Aparecieron hoyuelos en su barbilla cuando paseó la vista por la habitación, donde las pertenencias de Charlotte continuaban en el mismo sitio que una semana antes.

– No -dijo Alex, pese al nudo que atenazaba su garganta-. Adelante. No pasa nada.

Introdujo la mano en el armario y acarició un vestido de terciopelo rojo, con cuello de encaje blanco y puños a juego. El vestido de Navidad de Charlotte.

La señora Maguire entró renqueante en la habitación. El agua del cubo se agitó como las tripas de un borracho. Como el estómago de Alex, de hecho, aunque en esta ocasión no era debido a la bebida.

Pasó la mano por una falda a cuadros escoceses. Oyó que la señora Maguire descorría las cortinas y trasladaba los peluches de Charlotte desde el banco situado bajo la ventana hasta la cama. Cerró los ojos y pensó en la cama, donde anoche, en aquella misma habitación, había follado a su mujer, la había cabalgado frenéticamente hasta el orgasmo como si nada hubiera pasado. ¿En qué había estado pensando?

– ¿Señor Alex? -La señora Maguire había hundido un trapo en el cubo, lo había estrujado, y ahora lo sostenía en sus manos enrojecidas, retorcido como una cuerda-. No quiero causarle más aflicciones, pero sé que la policía telefoneó hace una hora. Como no tuve valor para entrometerme en el duelo de la señora Eve, me pregunto si podría decirme algo sin someter a su alma a más tormentos…

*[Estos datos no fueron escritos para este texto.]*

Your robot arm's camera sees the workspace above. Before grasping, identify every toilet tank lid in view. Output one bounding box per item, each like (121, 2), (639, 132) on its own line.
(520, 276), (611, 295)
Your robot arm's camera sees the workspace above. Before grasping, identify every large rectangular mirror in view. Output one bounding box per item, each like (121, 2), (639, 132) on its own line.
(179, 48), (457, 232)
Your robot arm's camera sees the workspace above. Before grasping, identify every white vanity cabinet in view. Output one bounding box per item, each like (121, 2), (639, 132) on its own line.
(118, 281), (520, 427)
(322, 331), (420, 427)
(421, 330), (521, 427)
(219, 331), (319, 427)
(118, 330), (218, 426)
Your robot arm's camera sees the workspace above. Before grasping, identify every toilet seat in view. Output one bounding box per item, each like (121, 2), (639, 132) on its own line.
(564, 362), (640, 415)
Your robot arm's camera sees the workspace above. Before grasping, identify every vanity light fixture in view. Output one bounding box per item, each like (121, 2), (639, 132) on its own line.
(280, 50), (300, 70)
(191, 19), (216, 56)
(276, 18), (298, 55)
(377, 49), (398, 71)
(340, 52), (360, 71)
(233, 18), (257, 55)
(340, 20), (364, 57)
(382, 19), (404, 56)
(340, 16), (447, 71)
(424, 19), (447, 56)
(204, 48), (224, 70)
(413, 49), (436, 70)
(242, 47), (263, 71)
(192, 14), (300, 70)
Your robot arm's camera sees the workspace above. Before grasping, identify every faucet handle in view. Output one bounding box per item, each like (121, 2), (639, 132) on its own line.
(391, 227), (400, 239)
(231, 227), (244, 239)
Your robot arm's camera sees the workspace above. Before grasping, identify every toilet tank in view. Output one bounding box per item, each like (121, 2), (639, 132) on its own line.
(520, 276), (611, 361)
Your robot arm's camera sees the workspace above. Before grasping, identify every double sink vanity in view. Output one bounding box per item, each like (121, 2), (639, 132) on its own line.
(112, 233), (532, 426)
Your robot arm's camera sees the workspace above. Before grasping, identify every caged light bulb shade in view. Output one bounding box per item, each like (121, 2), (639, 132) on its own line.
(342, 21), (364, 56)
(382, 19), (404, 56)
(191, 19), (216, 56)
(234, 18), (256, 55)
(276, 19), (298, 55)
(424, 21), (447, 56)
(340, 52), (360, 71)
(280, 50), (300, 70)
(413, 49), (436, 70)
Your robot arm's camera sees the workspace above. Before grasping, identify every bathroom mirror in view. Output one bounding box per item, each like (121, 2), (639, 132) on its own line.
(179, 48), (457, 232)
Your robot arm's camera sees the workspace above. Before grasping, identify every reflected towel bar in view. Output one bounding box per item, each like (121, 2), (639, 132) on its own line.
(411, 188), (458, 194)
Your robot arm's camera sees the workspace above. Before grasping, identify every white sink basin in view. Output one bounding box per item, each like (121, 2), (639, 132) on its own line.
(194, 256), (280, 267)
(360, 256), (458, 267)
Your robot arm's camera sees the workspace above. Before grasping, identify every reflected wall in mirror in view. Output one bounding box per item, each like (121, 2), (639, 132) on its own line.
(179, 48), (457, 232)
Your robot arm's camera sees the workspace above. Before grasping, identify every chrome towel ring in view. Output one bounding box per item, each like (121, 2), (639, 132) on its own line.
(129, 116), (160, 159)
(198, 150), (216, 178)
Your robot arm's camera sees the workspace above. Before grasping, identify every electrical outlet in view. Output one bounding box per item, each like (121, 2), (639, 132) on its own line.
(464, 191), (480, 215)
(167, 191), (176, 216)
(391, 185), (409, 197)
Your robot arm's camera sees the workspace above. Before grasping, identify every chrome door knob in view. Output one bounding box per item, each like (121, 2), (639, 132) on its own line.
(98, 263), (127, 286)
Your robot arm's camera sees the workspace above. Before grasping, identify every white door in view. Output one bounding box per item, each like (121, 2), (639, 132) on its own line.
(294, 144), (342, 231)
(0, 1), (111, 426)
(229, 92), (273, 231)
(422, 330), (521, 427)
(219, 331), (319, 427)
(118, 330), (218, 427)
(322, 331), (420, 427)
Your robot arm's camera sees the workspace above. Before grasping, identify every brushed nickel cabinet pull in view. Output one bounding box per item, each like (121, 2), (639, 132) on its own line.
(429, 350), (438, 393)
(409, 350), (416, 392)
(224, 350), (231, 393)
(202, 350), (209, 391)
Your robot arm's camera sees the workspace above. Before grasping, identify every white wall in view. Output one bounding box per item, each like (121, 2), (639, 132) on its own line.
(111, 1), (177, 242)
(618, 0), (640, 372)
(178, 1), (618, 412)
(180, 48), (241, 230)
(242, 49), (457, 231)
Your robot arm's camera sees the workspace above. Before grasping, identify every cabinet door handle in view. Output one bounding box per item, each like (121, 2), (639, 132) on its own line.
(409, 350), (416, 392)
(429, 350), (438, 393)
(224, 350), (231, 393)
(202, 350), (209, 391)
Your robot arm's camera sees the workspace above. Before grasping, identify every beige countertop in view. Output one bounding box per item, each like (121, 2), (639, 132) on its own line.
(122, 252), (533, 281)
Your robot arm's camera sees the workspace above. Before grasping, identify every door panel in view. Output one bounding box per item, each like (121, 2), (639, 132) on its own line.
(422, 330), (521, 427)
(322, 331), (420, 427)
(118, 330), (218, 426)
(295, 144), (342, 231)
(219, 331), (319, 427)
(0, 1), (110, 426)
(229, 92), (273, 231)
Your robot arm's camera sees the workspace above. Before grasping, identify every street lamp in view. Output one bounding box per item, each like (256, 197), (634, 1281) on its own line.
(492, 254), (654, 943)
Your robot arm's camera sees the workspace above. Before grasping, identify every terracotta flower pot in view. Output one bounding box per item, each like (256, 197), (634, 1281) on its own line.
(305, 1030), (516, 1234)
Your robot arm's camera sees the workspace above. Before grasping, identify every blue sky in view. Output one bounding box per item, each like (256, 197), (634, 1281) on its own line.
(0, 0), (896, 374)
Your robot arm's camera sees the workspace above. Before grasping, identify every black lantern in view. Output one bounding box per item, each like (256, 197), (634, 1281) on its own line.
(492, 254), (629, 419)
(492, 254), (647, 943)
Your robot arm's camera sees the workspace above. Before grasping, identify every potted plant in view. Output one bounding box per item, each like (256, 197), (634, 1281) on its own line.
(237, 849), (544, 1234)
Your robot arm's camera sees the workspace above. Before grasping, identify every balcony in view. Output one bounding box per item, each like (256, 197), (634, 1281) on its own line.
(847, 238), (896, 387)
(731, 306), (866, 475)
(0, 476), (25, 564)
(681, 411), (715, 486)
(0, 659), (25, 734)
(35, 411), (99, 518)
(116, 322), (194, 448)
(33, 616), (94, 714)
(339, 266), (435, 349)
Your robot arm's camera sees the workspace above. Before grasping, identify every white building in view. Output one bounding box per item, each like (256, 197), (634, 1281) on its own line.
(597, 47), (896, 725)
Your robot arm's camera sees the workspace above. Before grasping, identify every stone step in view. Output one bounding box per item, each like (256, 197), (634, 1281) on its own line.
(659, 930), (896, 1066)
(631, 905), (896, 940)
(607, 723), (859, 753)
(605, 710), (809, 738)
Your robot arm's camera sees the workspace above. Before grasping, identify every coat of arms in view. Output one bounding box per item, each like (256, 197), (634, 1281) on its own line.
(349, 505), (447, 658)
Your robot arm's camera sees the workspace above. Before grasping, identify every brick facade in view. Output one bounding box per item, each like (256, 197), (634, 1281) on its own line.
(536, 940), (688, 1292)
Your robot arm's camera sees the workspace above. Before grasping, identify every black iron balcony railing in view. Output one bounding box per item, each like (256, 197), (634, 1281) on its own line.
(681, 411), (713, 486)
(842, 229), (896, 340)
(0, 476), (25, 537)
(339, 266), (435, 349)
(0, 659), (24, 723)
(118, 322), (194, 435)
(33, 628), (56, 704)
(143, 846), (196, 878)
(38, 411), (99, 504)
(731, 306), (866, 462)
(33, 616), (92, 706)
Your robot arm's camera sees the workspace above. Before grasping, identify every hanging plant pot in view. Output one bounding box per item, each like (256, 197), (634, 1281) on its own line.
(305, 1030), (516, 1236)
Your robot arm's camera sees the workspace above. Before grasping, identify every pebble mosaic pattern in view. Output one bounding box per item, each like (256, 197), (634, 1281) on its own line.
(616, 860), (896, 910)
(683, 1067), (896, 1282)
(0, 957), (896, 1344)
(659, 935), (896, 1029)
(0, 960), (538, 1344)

Sus ojos se llenaron de lágrimas.

– ¿Qué es?

Su tono fue brusco, aunque no era su intención. Lo último que deseaba era ser objeto de la compasión de alguien.

– ¿Puede decirme cómo fue lo de Charlie? Sólo he leído los periódicos, y como ya he dicho, no quise preguntar a la señora Eve. No pretendo ser morbosa, señor Alex. Es que podré rezar mejor por su descanso si sé cómo ocurrió.

«Cómo fue lo de Charlie», pensó Alex. Daba brincos a su lado para no quedarse atrás cuando paseaban juntos. La enseñaba a cocinar pollo con salsa de lima, el primer plato que él había aprendido. Recorría con ella el dispensario de erizos y contemplaba su cara de felicidad (con los puñitos apretados contra su pecho huesudo) cuando pasaba ante las jaulas. Así había sido con Charlotte, pensó. Pero sabía qué información solicitaba el ama de llaves. Y no era acerca de cómo había vivido Charlotte.

– Se ahogó.

– ¿En ese sitio que salió en la tele?

– No saben dónde. El DIC de Wiltshire dice que antes la drogaron con tranquilizantes.

– ¡Santa sangre de Jesús! -La señora Maguire se volvió hacia la ventana como atontada. Frotó el paño húmedo en uno de los cristales-. Santa Madre de Dios.

Alex oyó que contenía el aliento. La mujer cogió un trapo seco y lo aplicó al cristal húmedo. Dedicó especial atención a las esquinas, donde se concentraba la suciedad. Oyó que sorbía por la nariz y comprendió que había empezado a llorar de nuevo.

– Señora Maguire -dijo-, no hace falta que venga cada día. La mujer se volvió.

– ¿Me está diciendo que va a despedirme? -preguntó con semblante afligido.